Abstract
Large-scale screening of materials via machine learning is emerging as an effective strategy for accelerating scientific discovery and industrial applications. Machine learning methods for transition state (TS)-based screening for catalysts remain underexplored due to the scarcity of TS datasets and the inherent challenges of TS searching tasks. Here, we present a framework for large-scale transition states screening for catalysts (CaTS), which uniquely bridges microscopic reaction kinetics and macroscopic computational efficiency by leveraging TS energy, a mechanistically rigorous yet computationally prohibitive descriptor. CaTS integrates automated structure generation with a machine learning force field-based Nudged Elastic Band (NEB) method, enabling high-throughput TS exploration at 10^4 the speed of density functional theory (DFT). First optimized and validated on a small-molecule TS database comprising 10,000 reactions (achieving sub-0.2 eV errors in TS energy prediction) and further applied to a metal-organic complex catalyst (0.16 eV MAE with only 327 training samples), CaTS achieves DFT-level accuracy at 0.01% computational cost.
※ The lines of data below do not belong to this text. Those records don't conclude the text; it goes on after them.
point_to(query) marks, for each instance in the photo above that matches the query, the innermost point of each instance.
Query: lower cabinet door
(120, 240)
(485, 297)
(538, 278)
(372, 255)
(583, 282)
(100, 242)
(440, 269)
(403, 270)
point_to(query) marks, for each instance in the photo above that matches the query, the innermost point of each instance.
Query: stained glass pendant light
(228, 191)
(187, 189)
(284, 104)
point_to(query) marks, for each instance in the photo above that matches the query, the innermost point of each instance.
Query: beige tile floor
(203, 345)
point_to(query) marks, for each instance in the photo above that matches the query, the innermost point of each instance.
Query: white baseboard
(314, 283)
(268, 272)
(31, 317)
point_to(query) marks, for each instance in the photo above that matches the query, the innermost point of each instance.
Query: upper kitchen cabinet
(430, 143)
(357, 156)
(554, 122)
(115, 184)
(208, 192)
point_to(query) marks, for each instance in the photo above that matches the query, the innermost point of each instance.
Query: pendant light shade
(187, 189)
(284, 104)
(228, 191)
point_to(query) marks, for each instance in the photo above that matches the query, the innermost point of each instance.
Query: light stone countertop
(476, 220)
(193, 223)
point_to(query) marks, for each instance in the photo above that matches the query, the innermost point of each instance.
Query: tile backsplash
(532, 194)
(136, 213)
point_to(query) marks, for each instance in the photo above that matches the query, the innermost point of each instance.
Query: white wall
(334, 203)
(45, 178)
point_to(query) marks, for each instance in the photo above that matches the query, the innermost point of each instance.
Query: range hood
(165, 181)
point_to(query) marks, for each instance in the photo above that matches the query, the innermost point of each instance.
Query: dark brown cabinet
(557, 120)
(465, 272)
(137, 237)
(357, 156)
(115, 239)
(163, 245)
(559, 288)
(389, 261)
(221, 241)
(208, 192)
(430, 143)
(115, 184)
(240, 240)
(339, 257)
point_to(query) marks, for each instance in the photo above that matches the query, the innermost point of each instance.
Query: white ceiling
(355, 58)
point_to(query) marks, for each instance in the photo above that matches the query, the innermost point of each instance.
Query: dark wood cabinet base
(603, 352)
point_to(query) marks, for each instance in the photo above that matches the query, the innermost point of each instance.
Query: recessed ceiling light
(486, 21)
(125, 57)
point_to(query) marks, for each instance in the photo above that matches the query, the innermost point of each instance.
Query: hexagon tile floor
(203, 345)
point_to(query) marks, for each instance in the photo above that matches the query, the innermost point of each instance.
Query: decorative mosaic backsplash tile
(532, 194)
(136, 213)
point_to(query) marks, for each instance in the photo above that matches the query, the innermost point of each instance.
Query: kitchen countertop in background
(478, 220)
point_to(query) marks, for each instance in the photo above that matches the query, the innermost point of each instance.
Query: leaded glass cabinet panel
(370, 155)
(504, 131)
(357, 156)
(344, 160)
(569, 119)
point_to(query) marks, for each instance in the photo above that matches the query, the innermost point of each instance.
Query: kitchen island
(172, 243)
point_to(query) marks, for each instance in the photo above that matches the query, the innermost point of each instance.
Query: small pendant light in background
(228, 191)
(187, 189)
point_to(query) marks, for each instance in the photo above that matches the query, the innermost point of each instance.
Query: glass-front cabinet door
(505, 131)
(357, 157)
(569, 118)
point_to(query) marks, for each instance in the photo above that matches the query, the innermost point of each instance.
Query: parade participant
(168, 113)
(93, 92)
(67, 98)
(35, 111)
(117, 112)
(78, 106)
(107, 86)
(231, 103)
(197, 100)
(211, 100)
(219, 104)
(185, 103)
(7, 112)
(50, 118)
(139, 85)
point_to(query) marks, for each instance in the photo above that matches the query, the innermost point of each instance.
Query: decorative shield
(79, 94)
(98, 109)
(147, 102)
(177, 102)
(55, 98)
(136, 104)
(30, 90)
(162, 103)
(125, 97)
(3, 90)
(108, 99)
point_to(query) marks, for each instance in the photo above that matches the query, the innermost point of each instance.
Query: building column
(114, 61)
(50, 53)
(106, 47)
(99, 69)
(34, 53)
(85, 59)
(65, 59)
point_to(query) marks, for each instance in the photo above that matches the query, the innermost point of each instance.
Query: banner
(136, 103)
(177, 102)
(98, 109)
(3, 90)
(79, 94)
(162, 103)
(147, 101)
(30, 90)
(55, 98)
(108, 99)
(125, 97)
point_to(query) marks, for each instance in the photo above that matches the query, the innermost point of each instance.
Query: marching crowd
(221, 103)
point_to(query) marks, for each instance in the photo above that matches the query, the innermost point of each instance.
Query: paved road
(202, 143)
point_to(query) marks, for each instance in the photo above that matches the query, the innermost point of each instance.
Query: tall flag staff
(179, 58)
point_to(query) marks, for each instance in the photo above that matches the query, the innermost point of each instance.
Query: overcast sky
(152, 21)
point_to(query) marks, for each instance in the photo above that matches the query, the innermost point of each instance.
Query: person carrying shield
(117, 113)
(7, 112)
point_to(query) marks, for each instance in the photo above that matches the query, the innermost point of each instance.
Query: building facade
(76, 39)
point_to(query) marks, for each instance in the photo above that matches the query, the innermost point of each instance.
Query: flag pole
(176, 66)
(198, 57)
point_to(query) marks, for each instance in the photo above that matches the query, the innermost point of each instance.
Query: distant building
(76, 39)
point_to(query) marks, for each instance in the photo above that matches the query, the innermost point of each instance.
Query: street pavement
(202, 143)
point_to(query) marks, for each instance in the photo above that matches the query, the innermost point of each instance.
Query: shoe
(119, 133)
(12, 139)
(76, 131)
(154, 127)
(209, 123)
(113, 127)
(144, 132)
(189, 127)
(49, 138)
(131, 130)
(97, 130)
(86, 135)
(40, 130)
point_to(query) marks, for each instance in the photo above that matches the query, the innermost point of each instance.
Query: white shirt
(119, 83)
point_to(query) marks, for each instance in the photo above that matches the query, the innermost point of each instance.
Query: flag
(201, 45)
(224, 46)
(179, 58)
Scaling to over 1,000 unseen metal-organic complex structures, it identifies top candidates validated by rigorous DFT. AI-assisted analysis using ChatGPT O3 and SHAP confirms that the predictions are consistent with mechanistic heuristics, providing theoretical validation for large-scale prediction. This paradigm shift from static descriptors to kinetic-resolution screening enables industrial-scale catalyst discovery with atomistic precision.
Supplementary materials
Title
Supplementary material for "CaTS: Toward Scalable and Efficient Transition State Screening for Catalyst Discovery"
Description
The supplementary information document for "CaTS: Toward Scalable and Efficient Transition State Screening for Catalyst Discovery" (TSFF_SI.pdf) describes the datasets used in the study, such as the Transition1x benchmark dataset containing 9.6 million data points and the rhodium-phosphine complex catalytic dataset. It also covers model architectures like the EquiformerV2 graph neural network (GNN), training details including hyperparameters and pretraining-finetuning workflows, optimization of NEB parameters (e.g., effects of interpolation image numbers and optimizers), model performance (energy and force prediction error curves), applications of the automated structure generation tool ComplexGen, and large-scale screening workflows. Data distributions, model performance, and catalyst screening results are presented through figures and tables, providing technical support for the reproducibility and in-depth understanding of the CaTS framework.